Everyone can agree that the quality of films is a bit hit-and-miss in January, especially in the horror department. That said, some releases have done relatively well during the year’s opening month. In 2018, Insidious: The Last Key had groundbreaking success at the box office. Then, last year, humanoid M3GAN became an overnight phenomenon. Night Swim is the latest flick to occupy the horror space, based on Rod Blackhurst and director Bryce McGuire’s 2014 short of the same name. Though produced by horror aficionados Jason Blum and James Wan, its haunted pool premise fails to make a splash in a genre filled with similar stories.

Ray (Wyatt Russell), a retired professional baseball player, had to end his career due to an MS diagnosis. He, his wife, Eve (Kerry Condon), and their two kids, Izzy (Amélie Hoeferle) and Elliot (Gavin Warren), move to their dream home. The house has a large backyard with a swimming pool, which hasn’t been used for years. After the Waller family restores the pool, they begin to experience strange occurrences whenever they use it.

Night Swim has an intriguing concept, but the film falters due to an uninspired screenplay lacking a unique backstory, memorable creature design, and its inability to build suspense and tension throughout its runtime. Night Swim’s opening scene creates a sense of mystery through clever camera work and well-shot pool scenes. However, after a promising introduction, the film takes a significant dive in quality. Viewers spend three-quarters of the film watching the Waller family swim in their newly renovated pool, albeit during daylight hours. This is an odd choice given the film’s title and immediately diminishes Night Swim’s scare factor. Besides, a pool party in broad daylight doesn’t exactly evoke feelings of an immediate threat in the vicinity.

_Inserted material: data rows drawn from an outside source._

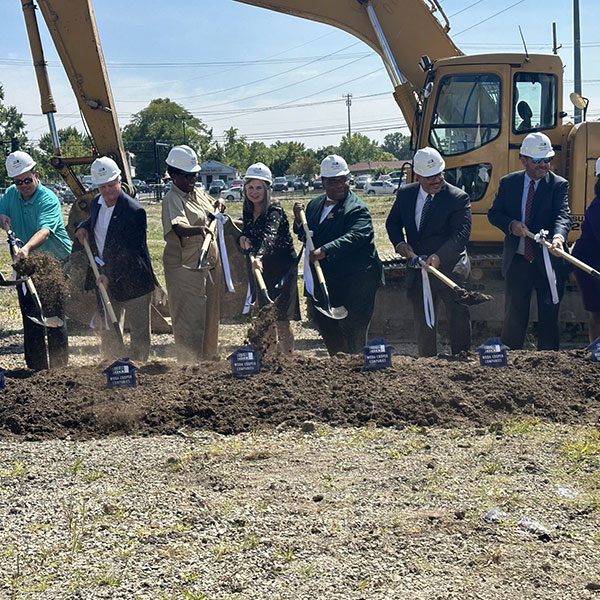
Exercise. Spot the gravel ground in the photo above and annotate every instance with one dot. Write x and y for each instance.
(324, 514)
(312, 511)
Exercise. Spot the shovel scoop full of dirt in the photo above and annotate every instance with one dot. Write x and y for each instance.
(47, 274)
(471, 298)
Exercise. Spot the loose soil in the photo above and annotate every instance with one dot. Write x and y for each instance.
(450, 392)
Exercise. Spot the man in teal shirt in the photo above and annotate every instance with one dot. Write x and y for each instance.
(33, 212)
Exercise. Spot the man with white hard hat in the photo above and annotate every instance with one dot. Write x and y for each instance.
(194, 294)
(431, 219)
(587, 249)
(33, 213)
(116, 232)
(342, 232)
(533, 200)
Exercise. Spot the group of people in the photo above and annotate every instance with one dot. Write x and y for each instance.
(429, 224)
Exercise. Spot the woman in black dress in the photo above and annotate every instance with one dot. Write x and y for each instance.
(266, 235)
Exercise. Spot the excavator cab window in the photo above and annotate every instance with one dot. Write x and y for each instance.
(467, 112)
(473, 179)
(534, 102)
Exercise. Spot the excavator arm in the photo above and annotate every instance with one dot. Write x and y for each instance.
(400, 31)
(72, 25)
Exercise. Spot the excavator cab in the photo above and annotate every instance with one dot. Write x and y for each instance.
(477, 113)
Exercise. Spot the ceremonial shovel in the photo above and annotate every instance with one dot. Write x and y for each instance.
(338, 312)
(578, 263)
(205, 246)
(39, 319)
(463, 296)
(103, 293)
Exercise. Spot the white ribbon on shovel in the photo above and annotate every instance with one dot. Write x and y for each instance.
(427, 300)
(309, 282)
(540, 238)
(221, 220)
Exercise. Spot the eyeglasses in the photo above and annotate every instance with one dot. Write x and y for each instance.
(25, 181)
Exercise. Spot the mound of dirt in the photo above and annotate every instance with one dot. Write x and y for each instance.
(76, 403)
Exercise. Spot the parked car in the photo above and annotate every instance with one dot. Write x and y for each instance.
(300, 183)
(380, 188)
(280, 184)
(67, 197)
(361, 180)
(216, 186)
(233, 194)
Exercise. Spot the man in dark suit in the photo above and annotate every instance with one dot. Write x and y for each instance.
(432, 219)
(345, 248)
(532, 199)
(117, 228)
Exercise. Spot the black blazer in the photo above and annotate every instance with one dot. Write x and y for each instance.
(550, 210)
(445, 231)
(126, 258)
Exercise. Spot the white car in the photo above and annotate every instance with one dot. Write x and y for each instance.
(380, 188)
(233, 194)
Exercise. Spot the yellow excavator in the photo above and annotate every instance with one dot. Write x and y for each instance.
(475, 109)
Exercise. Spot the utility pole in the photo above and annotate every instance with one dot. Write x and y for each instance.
(577, 55)
(348, 104)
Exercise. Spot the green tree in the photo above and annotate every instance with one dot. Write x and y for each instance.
(72, 143)
(235, 149)
(306, 165)
(284, 155)
(398, 145)
(168, 123)
(12, 127)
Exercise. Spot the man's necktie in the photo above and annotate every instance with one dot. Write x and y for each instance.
(426, 208)
(528, 249)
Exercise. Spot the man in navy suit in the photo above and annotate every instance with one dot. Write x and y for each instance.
(532, 199)
(432, 219)
(117, 228)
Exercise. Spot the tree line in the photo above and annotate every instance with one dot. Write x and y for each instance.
(170, 124)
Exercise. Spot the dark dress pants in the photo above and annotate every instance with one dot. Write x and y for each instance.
(35, 337)
(357, 294)
(457, 315)
(521, 279)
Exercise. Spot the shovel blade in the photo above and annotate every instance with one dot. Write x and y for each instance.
(47, 321)
(337, 312)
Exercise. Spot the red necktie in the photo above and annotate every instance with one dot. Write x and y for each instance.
(528, 250)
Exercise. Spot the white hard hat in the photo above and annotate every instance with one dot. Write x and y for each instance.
(184, 159)
(259, 171)
(427, 162)
(103, 170)
(334, 166)
(537, 145)
(18, 162)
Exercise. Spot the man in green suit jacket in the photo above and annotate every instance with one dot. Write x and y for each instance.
(342, 232)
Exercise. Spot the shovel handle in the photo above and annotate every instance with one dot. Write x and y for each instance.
(311, 247)
(443, 278)
(578, 263)
(103, 292)
(261, 284)
(206, 243)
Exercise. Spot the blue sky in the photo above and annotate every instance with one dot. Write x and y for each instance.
(231, 64)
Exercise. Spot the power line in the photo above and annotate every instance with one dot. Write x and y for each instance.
(262, 79)
(490, 17)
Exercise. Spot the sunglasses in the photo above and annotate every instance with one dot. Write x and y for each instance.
(25, 181)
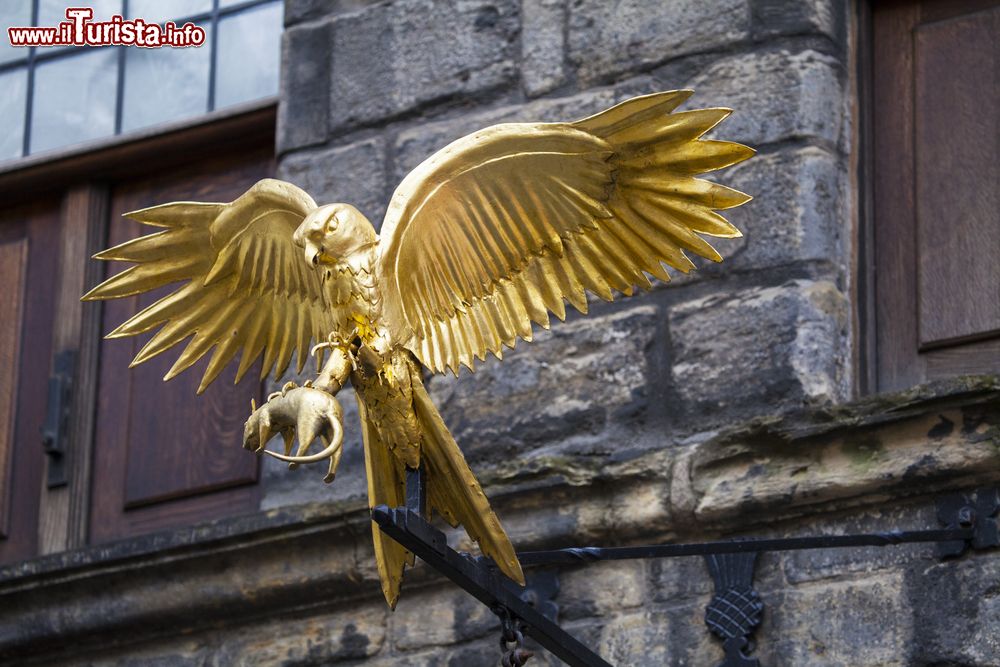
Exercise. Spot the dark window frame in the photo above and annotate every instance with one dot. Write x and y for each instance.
(35, 56)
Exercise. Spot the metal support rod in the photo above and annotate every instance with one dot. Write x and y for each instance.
(416, 490)
(589, 554)
(482, 580)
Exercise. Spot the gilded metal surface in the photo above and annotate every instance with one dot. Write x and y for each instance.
(489, 235)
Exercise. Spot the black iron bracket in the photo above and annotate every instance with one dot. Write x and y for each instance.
(970, 522)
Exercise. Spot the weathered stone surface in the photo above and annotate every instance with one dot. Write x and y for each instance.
(770, 346)
(415, 144)
(846, 462)
(392, 58)
(777, 95)
(597, 590)
(305, 86)
(816, 564)
(543, 25)
(957, 611)
(772, 18)
(608, 38)
(679, 581)
(798, 212)
(862, 621)
(673, 636)
(297, 11)
(570, 382)
(439, 617)
(354, 174)
(282, 487)
(354, 633)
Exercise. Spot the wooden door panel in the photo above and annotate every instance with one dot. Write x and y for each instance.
(936, 212)
(957, 90)
(13, 265)
(163, 455)
(29, 244)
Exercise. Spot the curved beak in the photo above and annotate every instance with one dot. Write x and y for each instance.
(313, 254)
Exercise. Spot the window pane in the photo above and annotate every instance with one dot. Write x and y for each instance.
(249, 55)
(13, 13)
(53, 12)
(161, 11)
(74, 99)
(14, 85)
(164, 84)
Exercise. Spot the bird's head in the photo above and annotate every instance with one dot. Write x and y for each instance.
(331, 234)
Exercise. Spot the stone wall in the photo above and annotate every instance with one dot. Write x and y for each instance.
(719, 405)
(370, 89)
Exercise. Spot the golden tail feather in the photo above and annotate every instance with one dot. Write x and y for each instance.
(454, 491)
(386, 486)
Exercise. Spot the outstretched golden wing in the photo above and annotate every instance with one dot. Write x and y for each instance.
(248, 287)
(492, 232)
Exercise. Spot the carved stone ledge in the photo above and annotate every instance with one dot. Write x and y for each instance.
(317, 558)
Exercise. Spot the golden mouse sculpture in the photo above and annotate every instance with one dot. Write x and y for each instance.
(487, 236)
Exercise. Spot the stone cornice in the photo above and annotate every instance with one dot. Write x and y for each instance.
(935, 437)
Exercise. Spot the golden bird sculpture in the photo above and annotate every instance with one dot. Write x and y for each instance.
(492, 233)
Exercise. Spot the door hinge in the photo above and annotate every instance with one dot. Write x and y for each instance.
(54, 431)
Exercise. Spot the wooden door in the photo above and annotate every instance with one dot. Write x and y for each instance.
(163, 456)
(29, 245)
(936, 190)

Surprisingly, Night Swim has a decent amount of character development, and the drama side of the story works better than the horror elements. Ray’s disease has severely impacted his day-to-day life. Eve works in the town’s local high school administration office to help make ends meet while studying for a degree in social work. Viewers can empathize with Ray, who had to give up his career and adjust to limitations in mobility after the diagnosis. However, the audience’s sympathy slowly slips away as the characters continue to make silly decisions and venture into the pool despite numerous signs of a paranormal presence lurking in the water. Russell delivers a decent enough performance, although it becomes somewhat cartoonish during the film’s climax. Condon makes the most of the material and showcases her acting abilities despite a weak script and being cast as a stereotypical suburban horror mother. 

wyatt russell in the swimming pool in the film Night Swim
Wyatt Russell as Ray Waller in Night Swim, directed by Bryce McGuire. (© 2023 Universal Studios. All Rights Reserved.)

Night Swim’s “scares,” if you can even call them, work best when executed through a less is more approach. However, it’s not long before the feature moves into predictable jump-scare territory, with poor CGI and amateur-looking creatures that are more amusing than frightening. In fact, one of the entities resembles a burnt Pillsbury Doughboy more than a fearsome monster. It’s a shame that Night Swim neglected to use practical effects instead of generic, halfhearted monster designs, as the former would have been more effective underwater. Similarly, the lore behind the entities feels like an afterthought, revealed in a rushed and foreseen third act. 

Despite some well-utilized cinematography, Night Swim is an uninventive, predictable film that fails to live up to the promising premise of the short story it is based upon. The feature could have taken many unique and creative directions but ultimately settled on ineffective, overused horror tropes, bad CGI, and cheap thrills. 

Night Swim is now available to watch globally in theaters.